Sonia McLamb

Research Abstract

Monstrous Preservation of Memory and Folklore: How Shape-shifters in The Devourers Forever Carry Their Prey

Throughout Indra Das’ novel The Devourers, the monstrous, shape-shifting characters—called werewolves, rakshasas, djinns, even gods—are shown to hold within them the memories of their human prey, what they call khrissals. The monsters get great use from this power, such as when a shapeshifter character is shown to speak a multitude of languages fluently thanks to the experience and the knowledge of the humans he has killed. The creatures preserve not only pure memory and feeling, but experience and skill as well. And these shape-shifters are shown to be expert storytellers in their own right, transcribing the events, beliefs, and desires of their own lives and of the lives of their prey. They do this in the written form but are also shown to plant their consumed memories directly into the minds of others, sharing what they know through spells and glamors. These consumed memories eventually fade over characters’ centuries of existence, like all memories are apt to do, but even then the stories are not truly lost, as we see near the end of the novel when one shape-shifter consumes another and must first know then purge each and every prey of the consumed.

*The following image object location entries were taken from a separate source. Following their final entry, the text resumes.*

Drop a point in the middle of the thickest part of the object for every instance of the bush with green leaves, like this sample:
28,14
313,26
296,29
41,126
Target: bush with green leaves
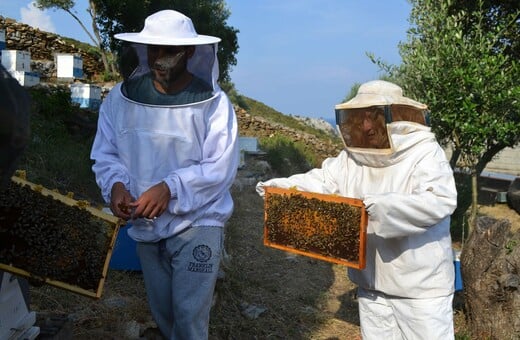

In this paper, I argue that novels such as The Devourers and similar media provides a unique and integral, but perhaps undeserved within the texts, role to their monstrous creatures— carrying the history and memories of humans, the creatures they hunt, across the land and over many generations. In learning of the experiences of their prey and expertly crafting those experiences as narratives to tell others, the shape-shifters of these works act as horrific bards, telling tales of the dead that belong to them only in the most perverse sense. Where real, human bards tell the histories and legends of their people and their communities through song and oral tradition, these monsters mimic that role by telling only the stories of those they’ve killed and consumed, rather than their own. And rather than spreading these stories around the world through repeated retellings, like a normal bard, these shape-shifters take the stories and memories with them to the grave, should they be killed. Even being consumed by another werewolf doesn’t prevent this loss, as the consumer must purge the memories of the prey they haven’t killed themselves. Overall, much of the horror of The Devourers comes from this colonial appropriation, increasing the abject potential of these werewolves by imparting what is typically an important societal function on those that, very simply, cannot do it service. Das, an Indian man well versed in the history of colonization in his country, brings this horror to life through explicitly representation of his shape-shifters as western outsiders in pursuit of new lands to call their own. By acting as if they are the bards of western human history and forming myths around humanity more so than their own tribes, these devourers that are forever in a liminal existence find importance only in a humanity that they look down upon, chase down, and consume.

Capstone Description

How to Love a Creature So Unlike Yourself: Tellings of the Beauty and the Beast in The Bloody Chamber

Angela Carter’s The Bloody Chamber and Other Stories is a collection of ten short stories that are all retellings of different fairy tales or folklore. Two of these stories, The Courtship of Mr. Lyon and The Tiger’s Bride are retellings of Beauty and the Beast. The first is a somewhat simple, happy love story, where a beastly man helps a father regain his lost fortune and falls in love with his daughter. Eventually, when the girl professes her love, he turns into a human and we are told that they live happily ever after. The second involves a girl being lost by her father in a game of cards to a Beast. Here, there is no love between her and her father, and the story ends with her willingly turning into a beast herself and becoming mates with her kidnapper. In my presentation, I will be looking at two specific moments in the two tellings that are completely opposed. The first is the images of the ending, which are direct reversals of one another in that both subjects end up as human in one and as creature in the other. The next is the presence of the white rose in the two stories: In Courtship, this rose is a beloved gift from a father to his daughter that kickstarts the plot. In The Tiger, the rose is abrupt, inconsequential, and immediately forgotten, given by the beast to the girl as condolences for being lost in a gamble. Between these two sets of images, I will be arguing that both versions of the ‘Beauty’ character are able to find power and independence on their own terms, though in dramatically different ways and with somewhat ambiguous results.